Die Auswirkungen von diskriminierenden Mustern auf die Hilfeannahme suchtbelasteter Eltern

Einleitung

Immer wieder werden in der Fachliteratur die Auswirkungen einer Stigmatisierung suchtbelasteter Menschen auf den Zugang ins Hilfesystem thematisiert (vgl. u. a. Bernard & Tödte, 2017; BELLA DONNA, 2019). Der vorliegende Text geht der Fragestellung nach, inwieweit und in welchen Ausprägungen dies speziell auch für suchtbelastete Elternteile gilt. Dem aus dem angelsächsischen Raum stammenden Konzept der Intersektionalität folgend, ist diese Personengruppe oft von mehreren Ungleichheitsdimensionen gleichzeitig betroffen. Häufig machen die betroffenen Elternteile auf dieser Grundlage (teils unbeabsichtigte) multiple Diskriminierungserfahrungen, die zu Rückzug und Scham führen und so benötigte Hilfeeinleitung oder -interventionen verhindern können. Der Bereich der Diskriminierung und speziell der Intersektionalität ist im Kontext Suchterkrankung zum jetzigen Zeitpunkt noch deutlich unerforscht, sodass die Hoffnung besteht, durch diesen Artikel Impulse für Grundlagenforschung in diesem Bereich geben zu können.

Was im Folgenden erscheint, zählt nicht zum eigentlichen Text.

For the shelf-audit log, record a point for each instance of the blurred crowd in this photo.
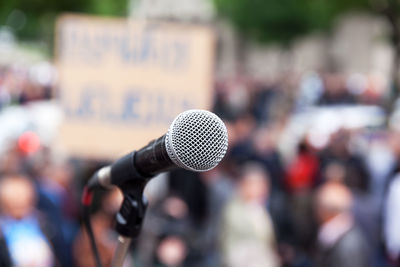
(20, 84)
(332, 204)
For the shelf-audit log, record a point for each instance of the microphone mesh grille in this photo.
(197, 140)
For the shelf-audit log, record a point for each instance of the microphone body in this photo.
(197, 140)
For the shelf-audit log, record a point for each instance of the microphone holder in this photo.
(130, 217)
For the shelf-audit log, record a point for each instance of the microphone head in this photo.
(197, 140)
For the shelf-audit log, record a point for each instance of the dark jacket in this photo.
(351, 250)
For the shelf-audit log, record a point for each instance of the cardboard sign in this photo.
(123, 82)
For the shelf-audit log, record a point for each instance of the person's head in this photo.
(335, 172)
(171, 250)
(332, 199)
(17, 196)
(254, 183)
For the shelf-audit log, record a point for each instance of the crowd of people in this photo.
(20, 84)
(335, 204)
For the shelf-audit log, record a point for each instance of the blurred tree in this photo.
(34, 19)
(284, 20)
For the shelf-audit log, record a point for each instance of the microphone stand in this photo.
(130, 217)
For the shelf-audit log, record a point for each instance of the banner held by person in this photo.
(123, 81)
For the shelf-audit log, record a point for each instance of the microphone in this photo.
(196, 140)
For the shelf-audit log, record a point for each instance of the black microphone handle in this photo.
(138, 165)
(153, 158)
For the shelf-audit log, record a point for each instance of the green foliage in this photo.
(284, 20)
(34, 19)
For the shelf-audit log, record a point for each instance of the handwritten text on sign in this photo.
(122, 82)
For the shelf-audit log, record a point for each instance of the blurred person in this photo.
(340, 242)
(264, 146)
(357, 176)
(11, 161)
(301, 179)
(391, 221)
(106, 238)
(247, 236)
(302, 171)
(171, 251)
(57, 199)
(335, 90)
(22, 225)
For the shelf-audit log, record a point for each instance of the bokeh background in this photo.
(309, 93)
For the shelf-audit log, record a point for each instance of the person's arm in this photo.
(391, 222)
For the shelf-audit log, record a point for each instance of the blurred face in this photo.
(254, 188)
(112, 202)
(172, 251)
(16, 197)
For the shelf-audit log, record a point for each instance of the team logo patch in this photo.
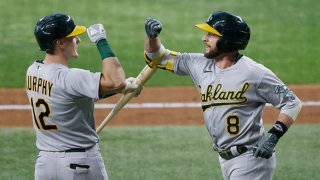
(285, 91)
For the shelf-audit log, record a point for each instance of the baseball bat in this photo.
(140, 80)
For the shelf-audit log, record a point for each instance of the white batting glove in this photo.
(131, 87)
(96, 32)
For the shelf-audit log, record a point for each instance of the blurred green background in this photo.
(285, 38)
(164, 152)
(285, 34)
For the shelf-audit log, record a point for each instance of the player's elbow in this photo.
(115, 84)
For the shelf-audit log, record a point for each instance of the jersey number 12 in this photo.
(42, 115)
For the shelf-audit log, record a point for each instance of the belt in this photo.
(75, 150)
(229, 154)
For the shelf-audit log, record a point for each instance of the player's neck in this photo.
(55, 59)
(226, 60)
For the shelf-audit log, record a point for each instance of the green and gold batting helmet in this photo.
(54, 27)
(233, 30)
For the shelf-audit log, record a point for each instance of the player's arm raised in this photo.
(155, 55)
(112, 79)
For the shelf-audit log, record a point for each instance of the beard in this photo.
(212, 53)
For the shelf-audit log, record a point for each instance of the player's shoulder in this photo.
(254, 66)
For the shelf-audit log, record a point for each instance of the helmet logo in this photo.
(218, 22)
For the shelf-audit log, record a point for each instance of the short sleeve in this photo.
(81, 82)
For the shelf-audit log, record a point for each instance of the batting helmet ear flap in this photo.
(234, 31)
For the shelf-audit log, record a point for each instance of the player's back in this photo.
(63, 115)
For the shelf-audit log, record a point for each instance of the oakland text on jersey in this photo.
(223, 97)
(38, 84)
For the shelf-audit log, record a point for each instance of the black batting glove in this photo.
(265, 146)
(153, 27)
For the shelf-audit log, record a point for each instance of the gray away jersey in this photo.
(62, 101)
(233, 98)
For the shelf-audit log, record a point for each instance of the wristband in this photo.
(104, 49)
(278, 129)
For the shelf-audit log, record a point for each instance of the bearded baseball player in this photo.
(233, 90)
(62, 100)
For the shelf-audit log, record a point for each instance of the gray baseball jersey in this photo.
(233, 98)
(62, 101)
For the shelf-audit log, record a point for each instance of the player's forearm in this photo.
(285, 119)
(112, 76)
(152, 44)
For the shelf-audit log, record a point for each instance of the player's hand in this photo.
(265, 146)
(153, 27)
(131, 87)
(96, 32)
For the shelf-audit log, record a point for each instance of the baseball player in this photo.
(233, 90)
(62, 99)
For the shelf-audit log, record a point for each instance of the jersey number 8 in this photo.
(233, 125)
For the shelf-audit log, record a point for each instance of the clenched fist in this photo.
(153, 27)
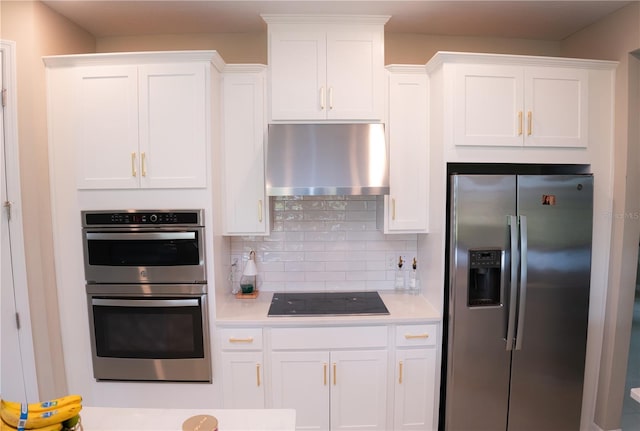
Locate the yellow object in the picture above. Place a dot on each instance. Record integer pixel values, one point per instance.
(40, 419)
(45, 405)
(54, 427)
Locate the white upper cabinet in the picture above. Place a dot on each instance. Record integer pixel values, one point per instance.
(141, 125)
(407, 203)
(245, 205)
(106, 126)
(326, 68)
(510, 105)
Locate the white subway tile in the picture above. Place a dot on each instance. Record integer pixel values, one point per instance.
(320, 243)
(305, 266)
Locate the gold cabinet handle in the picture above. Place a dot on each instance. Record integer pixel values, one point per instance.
(414, 336)
(520, 123)
(335, 374)
(330, 98)
(241, 340)
(258, 374)
(133, 165)
(144, 164)
(393, 209)
(324, 374)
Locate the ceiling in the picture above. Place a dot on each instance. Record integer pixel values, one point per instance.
(542, 20)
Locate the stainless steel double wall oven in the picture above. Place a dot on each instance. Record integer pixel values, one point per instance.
(147, 295)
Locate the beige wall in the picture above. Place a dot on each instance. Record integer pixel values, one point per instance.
(233, 47)
(403, 48)
(399, 48)
(614, 38)
(38, 31)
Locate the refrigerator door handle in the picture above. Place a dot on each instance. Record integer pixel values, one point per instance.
(523, 281)
(513, 283)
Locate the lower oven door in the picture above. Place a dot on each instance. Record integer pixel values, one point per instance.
(149, 338)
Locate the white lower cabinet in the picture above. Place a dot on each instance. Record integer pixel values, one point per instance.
(415, 378)
(242, 368)
(336, 378)
(330, 387)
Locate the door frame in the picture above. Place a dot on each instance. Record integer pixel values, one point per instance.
(18, 261)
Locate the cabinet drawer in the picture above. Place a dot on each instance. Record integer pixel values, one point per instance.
(416, 335)
(241, 338)
(329, 338)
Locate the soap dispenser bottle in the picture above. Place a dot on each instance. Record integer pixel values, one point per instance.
(399, 278)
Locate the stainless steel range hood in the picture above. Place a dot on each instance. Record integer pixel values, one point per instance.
(327, 159)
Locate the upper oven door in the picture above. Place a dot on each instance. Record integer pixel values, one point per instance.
(144, 255)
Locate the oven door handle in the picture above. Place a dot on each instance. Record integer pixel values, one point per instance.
(145, 302)
(106, 236)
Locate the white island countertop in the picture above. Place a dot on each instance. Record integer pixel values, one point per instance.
(403, 308)
(134, 419)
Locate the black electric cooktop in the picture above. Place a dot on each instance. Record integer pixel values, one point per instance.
(326, 303)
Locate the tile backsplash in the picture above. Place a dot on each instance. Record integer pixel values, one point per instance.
(324, 243)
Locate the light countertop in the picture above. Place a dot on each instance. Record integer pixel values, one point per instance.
(403, 308)
(134, 419)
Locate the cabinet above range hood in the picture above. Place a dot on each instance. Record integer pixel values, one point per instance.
(327, 159)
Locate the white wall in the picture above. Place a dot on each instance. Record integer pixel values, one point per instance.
(613, 38)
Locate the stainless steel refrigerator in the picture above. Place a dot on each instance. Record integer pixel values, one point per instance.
(518, 299)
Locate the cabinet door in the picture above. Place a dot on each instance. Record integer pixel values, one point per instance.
(300, 381)
(355, 75)
(488, 105)
(358, 390)
(556, 107)
(415, 389)
(243, 385)
(245, 209)
(106, 131)
(173, 122)
(408, 160)
(298, 75)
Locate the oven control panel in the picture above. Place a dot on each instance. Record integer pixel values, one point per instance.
(128, 218)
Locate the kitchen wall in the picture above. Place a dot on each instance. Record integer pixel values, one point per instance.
(325, 243)
(38, 31)
(616, 38)
(399, 48)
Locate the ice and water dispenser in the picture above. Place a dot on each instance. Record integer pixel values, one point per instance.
(484, 277)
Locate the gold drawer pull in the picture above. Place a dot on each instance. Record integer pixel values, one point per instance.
(133, 165)
(520, 123)
(324, 374)
(241, 340)
(393, 209)
(413, 336)
(335, 374)
(144, 164)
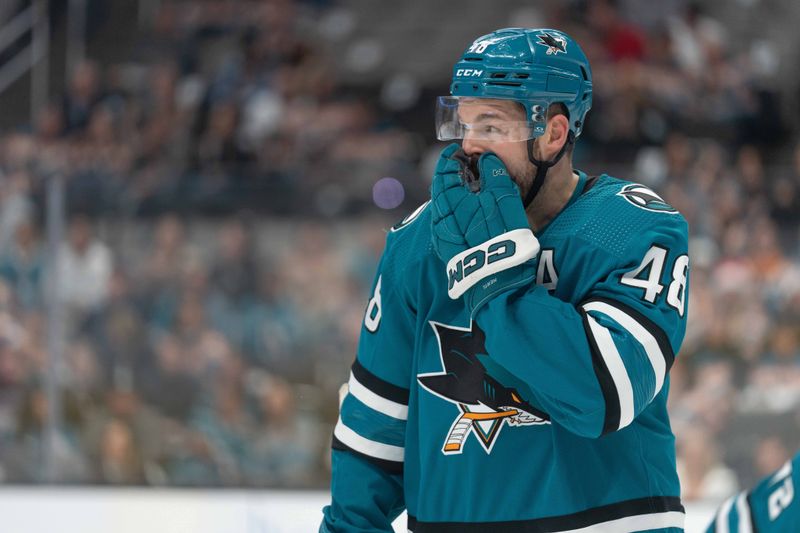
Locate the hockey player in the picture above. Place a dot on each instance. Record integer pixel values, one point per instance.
(512, 370)
(771, 507)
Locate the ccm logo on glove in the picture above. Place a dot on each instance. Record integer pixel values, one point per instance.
(500, 253)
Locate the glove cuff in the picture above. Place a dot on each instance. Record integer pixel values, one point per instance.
(489, 258)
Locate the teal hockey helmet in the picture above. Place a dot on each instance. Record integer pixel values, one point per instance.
(535, 67)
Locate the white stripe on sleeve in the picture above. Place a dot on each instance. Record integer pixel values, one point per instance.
(366, 446)
(645, 522)
(376, 402)
(743, 510)
(616, 368)
(641, 334)
(722, 516)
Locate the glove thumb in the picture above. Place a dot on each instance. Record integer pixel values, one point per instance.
(493, 171)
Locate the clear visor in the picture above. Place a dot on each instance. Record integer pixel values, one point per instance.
(481, 120)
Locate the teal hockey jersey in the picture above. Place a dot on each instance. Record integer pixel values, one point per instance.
(548, 411)
(771, 507)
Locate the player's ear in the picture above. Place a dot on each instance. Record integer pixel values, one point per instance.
(555, 135)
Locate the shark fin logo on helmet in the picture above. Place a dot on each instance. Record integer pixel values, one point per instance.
(554, 43)
(487, 396)
(644, 198)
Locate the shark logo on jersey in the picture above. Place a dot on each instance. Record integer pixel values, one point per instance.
(644, 198)
(554, 43)
(486, 394)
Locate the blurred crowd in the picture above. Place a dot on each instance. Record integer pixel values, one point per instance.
(222, 239)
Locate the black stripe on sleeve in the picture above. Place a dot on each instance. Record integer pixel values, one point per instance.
(607, 385)
(655, 330)
(380, 387)
(391, 467)
(579, 520)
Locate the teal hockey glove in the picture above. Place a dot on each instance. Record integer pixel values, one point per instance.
(479, 227)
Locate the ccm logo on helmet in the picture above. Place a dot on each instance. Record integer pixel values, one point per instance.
(463, 72)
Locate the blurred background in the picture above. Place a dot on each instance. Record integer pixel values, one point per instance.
(194, 196)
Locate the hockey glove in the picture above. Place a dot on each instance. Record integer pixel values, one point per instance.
(479, 227)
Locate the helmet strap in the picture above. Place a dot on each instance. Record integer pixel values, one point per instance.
(542, 167)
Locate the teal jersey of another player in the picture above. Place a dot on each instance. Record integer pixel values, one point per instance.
(548, 411)
(771, 507)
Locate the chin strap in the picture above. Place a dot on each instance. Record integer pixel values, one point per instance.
(542, 167)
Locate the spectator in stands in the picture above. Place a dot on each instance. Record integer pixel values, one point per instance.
(85, 267)
(83, 94)
(702, 473)
(22, 266)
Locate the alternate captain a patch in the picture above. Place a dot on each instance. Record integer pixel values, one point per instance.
(487, 395)
(646, 199)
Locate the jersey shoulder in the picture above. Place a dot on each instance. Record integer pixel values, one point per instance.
(615, 215)
(407, 243)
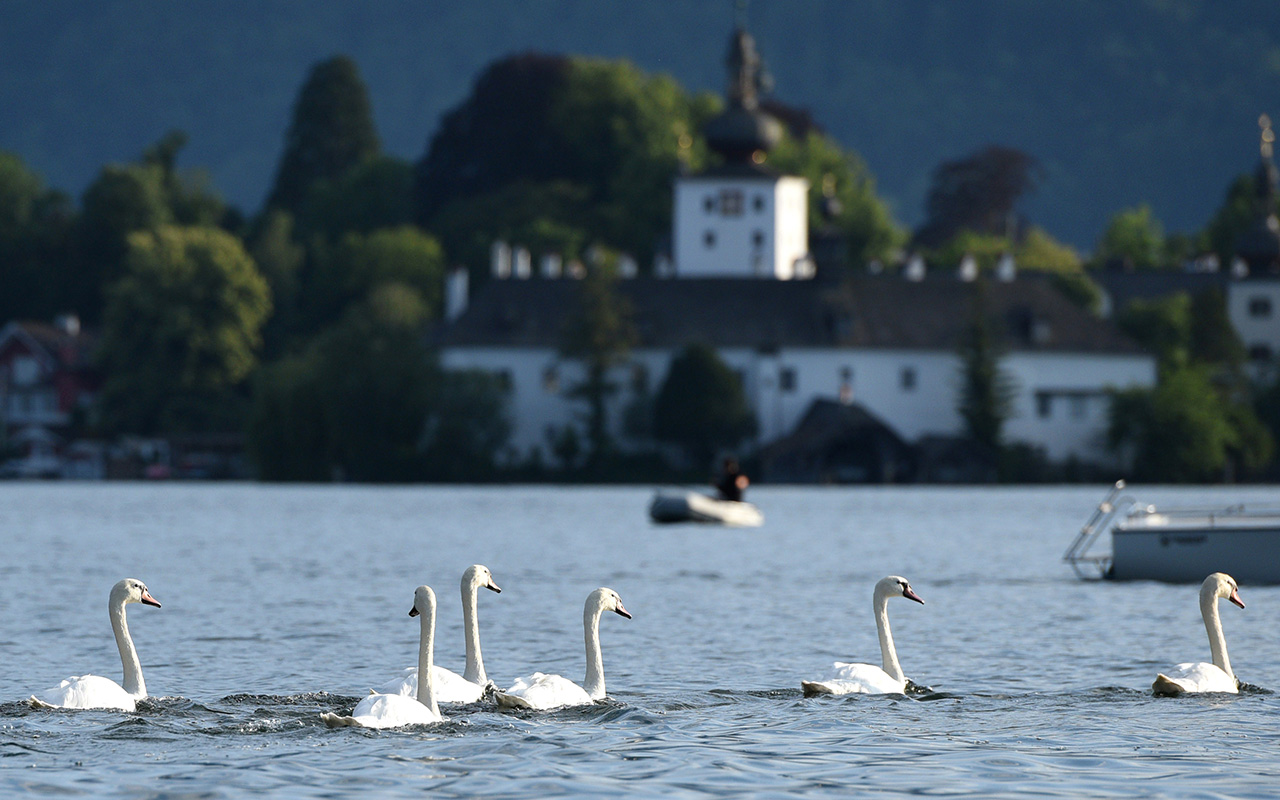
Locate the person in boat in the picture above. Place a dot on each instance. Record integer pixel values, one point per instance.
(732, 481)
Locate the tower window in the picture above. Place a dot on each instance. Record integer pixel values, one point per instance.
(731, 202)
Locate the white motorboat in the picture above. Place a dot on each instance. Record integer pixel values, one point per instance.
(1178, 544)
(696, 507)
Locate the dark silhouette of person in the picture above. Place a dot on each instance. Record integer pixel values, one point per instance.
(731, 481)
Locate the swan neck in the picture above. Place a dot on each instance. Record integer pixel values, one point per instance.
(594, 682)
(888, 653)
(425, 657)
(474, 671)
(133, 682)
(1214, 627)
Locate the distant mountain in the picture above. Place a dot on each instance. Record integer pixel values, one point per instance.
(1123, 101)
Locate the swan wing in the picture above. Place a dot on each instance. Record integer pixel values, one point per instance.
(543, 691)
(384, 712)
(848, 679)
(1194, 677)
(86, 691)
(448, 686)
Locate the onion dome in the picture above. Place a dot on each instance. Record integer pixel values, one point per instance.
(743, 132)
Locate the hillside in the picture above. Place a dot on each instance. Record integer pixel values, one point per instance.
(1121, 101)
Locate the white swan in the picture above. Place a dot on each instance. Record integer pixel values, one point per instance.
(867, 679)
(96, 691)
(380, 711)
(547, 691)
(1201, 676)
(451, 686)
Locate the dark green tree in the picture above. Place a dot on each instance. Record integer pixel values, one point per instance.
(332, 132)
(182, 330)
(702, 406)
(986, 391)
(599, 334)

Hinweise auf Formen der strukturellen Diskriminierung von Elternteilen mit bestimmten Merkmalsausprägungen in der Kinder- und Jugendhilfe

In dem vertiefenden Forschungsmodul zu „hochproblematischen Kinderschutzverläufen“, das im Rahmen der wissenschaftlichen Begleitung des Dialogprozesses zur SGB VIII-Reform vom Institut durchgeführt wurde, ergaben sich deutliche Hinweise, dass Familien mit bestimmten sozio-ökonomischen Merkmalen sehr häufig von verschiedenen Ausprägungsformen negativer Fallverläufe im Kinderschutz betroffen sind. „Zu diesen gehören insbesondere Familien, die Transferleistungen beziehen, und alleinerziehende Mütter. Aber auch minderjährige Mütter und Elternteile mit Behinderung oder chronischen Erkrankungen sind bei Fallverläufen mit Herausnahmen von Kindern aus der Familie und (teilweisem) Sorgerechtsentzug überrepräsentiert“ (Feist-Ortmanns & Macsenaere, 2020, S. 46).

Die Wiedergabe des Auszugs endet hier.